Excerpt from:

Andrew Meier, «Black Earth: A Journey Through Russia After the Fall,» New York: W.W. Norton & Company, 2003. pp 111-113.

At No. 1 Podolskaya Street, a ten-minute walk from the center of Aldy, the terror struck mercilessly. Sixty-seven-year-old Khasmagomed Estamirov, a disabled former chauffeur, had sent his wife, two daughters, and todller grandson away to the refugee camps of Ingushetia. But the rest of his clan was home: his cousin Said-Akhmed Masarov; his son, Khozh-Akhmad, who had returned to care for his ailing father; and his daughter-in-law, Toita. At twenty-nine, Toita was eight and one-half months into her third pregnancy. Her one-year-old, Khassan, was also with them. He had taken his first steps that week.

By noon his older brother, Khusein, the toddler who had been sent off to the camps of Ingushetia, had been orphaned. The soldiers had killed everyone in the Estamirov house. The old man. The little boy. His pregnant mother. They even killed the family cow. It was trapped when the soldiers set everything they saw aflame. They torched the yard and the house. They burned the family car as well. Then, as the flames engulfed the cow alive, they left.

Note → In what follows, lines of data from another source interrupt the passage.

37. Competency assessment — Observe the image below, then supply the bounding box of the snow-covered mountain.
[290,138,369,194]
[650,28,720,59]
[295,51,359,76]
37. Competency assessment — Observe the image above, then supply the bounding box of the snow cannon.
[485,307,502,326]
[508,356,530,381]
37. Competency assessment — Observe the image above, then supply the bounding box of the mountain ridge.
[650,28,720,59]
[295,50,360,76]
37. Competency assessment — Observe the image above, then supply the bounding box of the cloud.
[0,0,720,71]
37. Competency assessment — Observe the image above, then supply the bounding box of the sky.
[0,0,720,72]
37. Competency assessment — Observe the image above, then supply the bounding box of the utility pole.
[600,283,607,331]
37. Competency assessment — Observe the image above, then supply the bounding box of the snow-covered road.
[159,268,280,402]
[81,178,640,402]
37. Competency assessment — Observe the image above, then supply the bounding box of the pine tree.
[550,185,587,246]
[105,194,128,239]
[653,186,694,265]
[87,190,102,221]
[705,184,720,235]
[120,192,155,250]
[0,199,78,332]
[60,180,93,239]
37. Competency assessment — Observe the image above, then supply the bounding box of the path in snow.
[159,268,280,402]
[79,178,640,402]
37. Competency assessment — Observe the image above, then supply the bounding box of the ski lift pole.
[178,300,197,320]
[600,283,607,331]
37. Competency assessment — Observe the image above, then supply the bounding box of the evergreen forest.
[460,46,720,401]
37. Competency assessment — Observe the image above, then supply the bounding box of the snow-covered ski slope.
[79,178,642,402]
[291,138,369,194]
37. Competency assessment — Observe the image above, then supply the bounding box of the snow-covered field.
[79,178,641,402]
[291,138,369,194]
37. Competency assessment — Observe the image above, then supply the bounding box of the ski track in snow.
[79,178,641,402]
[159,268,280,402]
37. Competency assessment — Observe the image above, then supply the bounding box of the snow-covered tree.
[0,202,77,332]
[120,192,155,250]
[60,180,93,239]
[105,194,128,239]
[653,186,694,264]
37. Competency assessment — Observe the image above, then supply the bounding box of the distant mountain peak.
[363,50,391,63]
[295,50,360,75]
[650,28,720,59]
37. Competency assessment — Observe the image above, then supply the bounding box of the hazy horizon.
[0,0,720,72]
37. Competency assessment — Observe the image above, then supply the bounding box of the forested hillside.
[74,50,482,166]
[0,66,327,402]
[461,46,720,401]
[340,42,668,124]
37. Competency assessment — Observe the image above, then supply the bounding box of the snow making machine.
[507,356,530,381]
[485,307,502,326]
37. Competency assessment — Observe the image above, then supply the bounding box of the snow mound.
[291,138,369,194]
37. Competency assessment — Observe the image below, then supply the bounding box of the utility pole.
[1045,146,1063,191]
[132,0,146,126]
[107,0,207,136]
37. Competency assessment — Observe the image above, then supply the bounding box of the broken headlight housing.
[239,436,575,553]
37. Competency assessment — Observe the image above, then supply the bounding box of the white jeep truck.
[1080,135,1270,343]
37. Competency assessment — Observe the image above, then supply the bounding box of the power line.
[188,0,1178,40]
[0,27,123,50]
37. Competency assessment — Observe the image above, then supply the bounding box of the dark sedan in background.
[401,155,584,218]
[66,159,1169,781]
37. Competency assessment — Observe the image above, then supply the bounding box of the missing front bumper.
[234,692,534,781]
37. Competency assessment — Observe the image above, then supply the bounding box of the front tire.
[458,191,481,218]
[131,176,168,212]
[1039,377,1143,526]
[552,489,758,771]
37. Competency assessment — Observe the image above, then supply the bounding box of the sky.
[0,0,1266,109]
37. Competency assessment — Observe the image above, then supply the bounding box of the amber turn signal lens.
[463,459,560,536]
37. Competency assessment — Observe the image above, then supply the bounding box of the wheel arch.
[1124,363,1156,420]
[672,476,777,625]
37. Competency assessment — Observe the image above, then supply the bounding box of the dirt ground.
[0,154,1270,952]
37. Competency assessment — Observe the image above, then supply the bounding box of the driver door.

Khasmagomed's cousin found the bodies. As he approached the burning house, a mud-splattered APC was driving away. Father and son lay in the yard, side by side. Khasmagomed had been shot in the chest, several times. His wallet was on the ground, empty. The corpses were burned. Toita and her little boy Khassan lay under the awning in the courtyard on the concrete floor. The concrete was pockmarked with bullet holes. Toita, due to give birth in two weeks, was shot in the chest and stomach. Her ring and earrings were gone. Across the threshold to the small house lay the body of the cousin, smoldering. Blood covered the floors and walls.

In the house Khasmagomed had built a small iron stove to keep the family warm. Thirty-two bullet holes had pierced it. Khasmagomed had asked his cousin Said-Akhmed to come live with him. «It's frightening on your own,» he had said. «Here we'll be together.»

Here, too, the young conscripts had come the day before, February 4. They had warned the Estamirovs. «The kontraktniki are coming next,» they said. «You'd better leave.»

Khasmagomed, a proud grandfather who could count at least seven generations that tied him to the Chechen land, had stayed in the house he had built. He was retired, and his health was bad. But he had earned Hero of Labor medals for his decades of driving Party officials around Grozny. He did not believe the soldiers. He did not think the Russians would do anything. «They'll just come,» he told his family, «and check our passports.»

He and his wife had remained throughout the first war on Podolskaya Street. They had lost their first house but rebuilt it from the ground. He did not worry about the Russians coming. He believed they would bring order. So as soon as the conscripts left, Khasmogamed and his son went into their yard. They hung white sheets in front of the house, and on the fence, in white paint, they wrote, «Zachistka done.»

Andrew Meier, «Black Earth: A Journey Through Russia After the Fall,» New York: W.W. Norton & Company, 2003. pp 111-113.